Py_ssize_t col_number = col_offset;
/* convert byte offset to character offset */
if (p->tok->lineno == lineno) {
col_number = _PyPegen_byte_offset_to_character_offset(
p->tok->line_start, col_offset);
}
...
PyObject *tmp = Py_BuildValue("(OiiNii)", p->tok->filename,
lineno, col_number, line, end_lineno, end_col_offset);
value = PyTuple_Pack(2, errstr, tmp);
PyErr_SetObject(errtype, value);
...
}
Five fields populate the exception: filename, lineno,
col_offset, end_lineno, end_col_offset. The text field is
extracted by copying the relevant line from the tokenizer's line
buffer. Because the tokenizer operates in bytes but the SyntaxError
displays characters, byte offsets are converted through
_PyPegen_byte_offset_to_character_offset (defined in pegen.c)
before the exception tuple is built.

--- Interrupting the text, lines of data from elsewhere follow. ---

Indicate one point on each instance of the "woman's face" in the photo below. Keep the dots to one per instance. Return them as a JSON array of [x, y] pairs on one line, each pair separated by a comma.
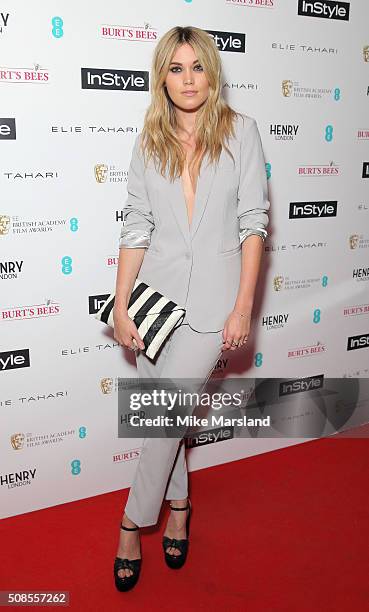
[[187, 85]]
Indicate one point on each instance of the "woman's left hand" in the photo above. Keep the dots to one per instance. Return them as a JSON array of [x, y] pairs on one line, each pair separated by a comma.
[[236, 330]]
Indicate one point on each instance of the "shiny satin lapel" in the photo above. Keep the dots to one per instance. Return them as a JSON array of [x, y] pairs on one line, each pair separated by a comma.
[[179, 207]]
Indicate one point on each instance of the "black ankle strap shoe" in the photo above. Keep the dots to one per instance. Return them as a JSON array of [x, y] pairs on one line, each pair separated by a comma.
[[127, 582], [177, 561]]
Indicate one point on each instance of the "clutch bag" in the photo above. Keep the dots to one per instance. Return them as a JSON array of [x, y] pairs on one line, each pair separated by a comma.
[[154, 315]]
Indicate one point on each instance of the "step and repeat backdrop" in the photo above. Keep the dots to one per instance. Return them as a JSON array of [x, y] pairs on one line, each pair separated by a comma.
[[74, 87]]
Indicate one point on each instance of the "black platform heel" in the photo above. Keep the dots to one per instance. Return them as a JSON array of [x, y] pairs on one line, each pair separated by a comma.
[[177, 561], [127, 582]]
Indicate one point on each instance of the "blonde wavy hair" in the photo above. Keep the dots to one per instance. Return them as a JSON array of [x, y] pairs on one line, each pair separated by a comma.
[[214, 120]]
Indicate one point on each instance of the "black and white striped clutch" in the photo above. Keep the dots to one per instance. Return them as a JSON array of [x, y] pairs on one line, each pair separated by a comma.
[[153, 313]]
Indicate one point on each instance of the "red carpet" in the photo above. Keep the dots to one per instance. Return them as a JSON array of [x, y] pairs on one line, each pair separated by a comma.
[[284, 531]]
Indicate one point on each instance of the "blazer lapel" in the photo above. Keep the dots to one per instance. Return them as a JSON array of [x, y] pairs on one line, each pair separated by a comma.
[[179, 207]]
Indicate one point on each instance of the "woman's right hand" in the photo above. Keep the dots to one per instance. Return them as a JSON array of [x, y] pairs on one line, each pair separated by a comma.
[[125, 331]]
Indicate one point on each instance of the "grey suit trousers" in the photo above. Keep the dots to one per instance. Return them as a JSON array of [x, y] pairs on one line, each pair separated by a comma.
[[162, 468]]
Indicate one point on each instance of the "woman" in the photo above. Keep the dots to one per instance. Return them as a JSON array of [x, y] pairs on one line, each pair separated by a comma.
[[194, 226]]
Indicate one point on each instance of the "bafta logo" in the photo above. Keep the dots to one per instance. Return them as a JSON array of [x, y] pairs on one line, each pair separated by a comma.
[[287, 88], [101, 171], [4, 225], [17, 441], [278, 283], [353, 241], [106, 385]]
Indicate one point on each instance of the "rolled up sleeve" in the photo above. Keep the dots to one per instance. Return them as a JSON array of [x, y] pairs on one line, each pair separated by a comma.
[[253, 202], [138, 221]]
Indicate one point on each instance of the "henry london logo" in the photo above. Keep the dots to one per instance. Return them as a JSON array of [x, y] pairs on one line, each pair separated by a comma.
[[36, 75], [293, 89], [17, 479], [112, 79], [277, 321], [312, 210], [212, 436], [360, 274], [21, 441], [358, 241], [4, 18], [365, 173], [229, 41], [283, 131], [357, 342], [108, 173], [355, 311], [329, 9], [287, 283], [253, 3], [15, 359], [11, 269], [7, 128], [129, 455], [306, 351], [331, 169], [301, 385], [292, 47], [143, 33], [17, 226], [35, 311]]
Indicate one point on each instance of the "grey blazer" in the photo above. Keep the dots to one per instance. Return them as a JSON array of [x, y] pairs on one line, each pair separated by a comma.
[[198, 266]]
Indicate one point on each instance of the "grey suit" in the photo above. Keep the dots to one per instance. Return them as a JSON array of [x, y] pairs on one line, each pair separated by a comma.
[[197, 266]]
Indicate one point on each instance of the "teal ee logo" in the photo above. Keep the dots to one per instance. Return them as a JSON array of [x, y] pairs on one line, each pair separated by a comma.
[[67, 264], [73, 224], [57, 29], [329, 133], [258, 360]]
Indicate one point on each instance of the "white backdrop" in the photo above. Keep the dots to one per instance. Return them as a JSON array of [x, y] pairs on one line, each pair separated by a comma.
[[301, 69]]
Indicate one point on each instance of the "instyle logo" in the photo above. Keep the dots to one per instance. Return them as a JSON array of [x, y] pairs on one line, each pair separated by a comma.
[[228, 41], [356, 342], [112, 79], [329, 9], [309, 383], [202, 438], [15, 359], [7, 129], [312, 210]]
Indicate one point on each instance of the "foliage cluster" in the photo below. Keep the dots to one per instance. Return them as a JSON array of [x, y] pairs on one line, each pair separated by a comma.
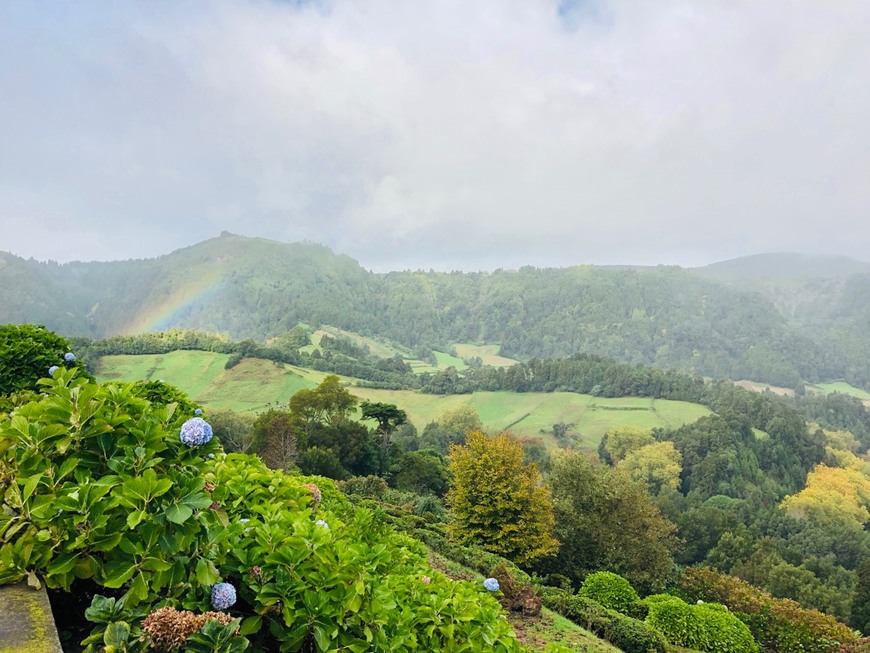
[[27, 353], [629, 634], [610, 590], [703, 627], [497, 501], [97, 487]]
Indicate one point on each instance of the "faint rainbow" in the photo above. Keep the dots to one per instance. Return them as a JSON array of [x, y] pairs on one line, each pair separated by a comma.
[[163, 314]]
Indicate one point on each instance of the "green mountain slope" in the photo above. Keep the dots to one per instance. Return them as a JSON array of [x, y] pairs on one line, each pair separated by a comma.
[[255, 384], [668, 317]]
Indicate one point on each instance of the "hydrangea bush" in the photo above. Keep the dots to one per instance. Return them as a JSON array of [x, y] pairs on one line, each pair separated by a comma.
[[196, 431], [100, 485]]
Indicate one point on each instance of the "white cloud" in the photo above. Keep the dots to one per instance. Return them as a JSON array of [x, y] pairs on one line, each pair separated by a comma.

Callers that only know the start
position pass -1 for the end fields; the function leaves them as
-1 so the caret rendering in traceback.c can skip the range
underline.
_PyPegen_set_expr_context (lines 331 to 390)
cpython 3.14 @ ab2d84fe1023/Parser/pegen_errors.c#L331-390
expr_ty
_PyPegen_set_expr_context(Parser *p, expr_ty expression, expr_context_ty ctx)
{
switch (expression->kind) {
case Name_kind:
expression->v.Name.ctx = ctx;
break;
case Tuple_kind: {
asdl_expr_seq *elts = expression->v.Tuple.elts;
for (Py_ssize_t i = 0; i < asdl_seq_LEN(elts); i++) {
_PyPegen_set_expr_context(p, asdl_seq_GET(elts, i), ctx);
}
expression->v.Tuple.ctx = ctx;
break;
}
case List_kind:
...
case Attribute_kind:
expression->v.Attribute.ctx = ctx;
break;
case Subscript_kind:
expression->v.Subscript.ctx = ctx;
break;
case Starred_kind:
_PyPegen_set_expr_context(p, expression->v.Starred.value, ctx);
expression->v.Starred.ctx = ctx;
break;
default:
RAISE_SYNTAX_ERROR_KNOWN_LOCATION(expression,
"cannot assign to %s here.", _PyAST_ExprName(expression));
return NULL;
}
return expression;
}
The grammar parses a, b = 1, 2 by first parsing a, b as an
expression (context Load), then, once it sees =, calling this
function to flip every leaf to Store. The recursion covers nested
tuples, lists, and starred elements, which handles patterns like
(a, (b, c)) = .... Any node kind that cannot be a target, such as
BinOp or Call, triggers a SyntaxError rather than a silent
no-op, so x + y = 1 is caught here before reaching the compiler.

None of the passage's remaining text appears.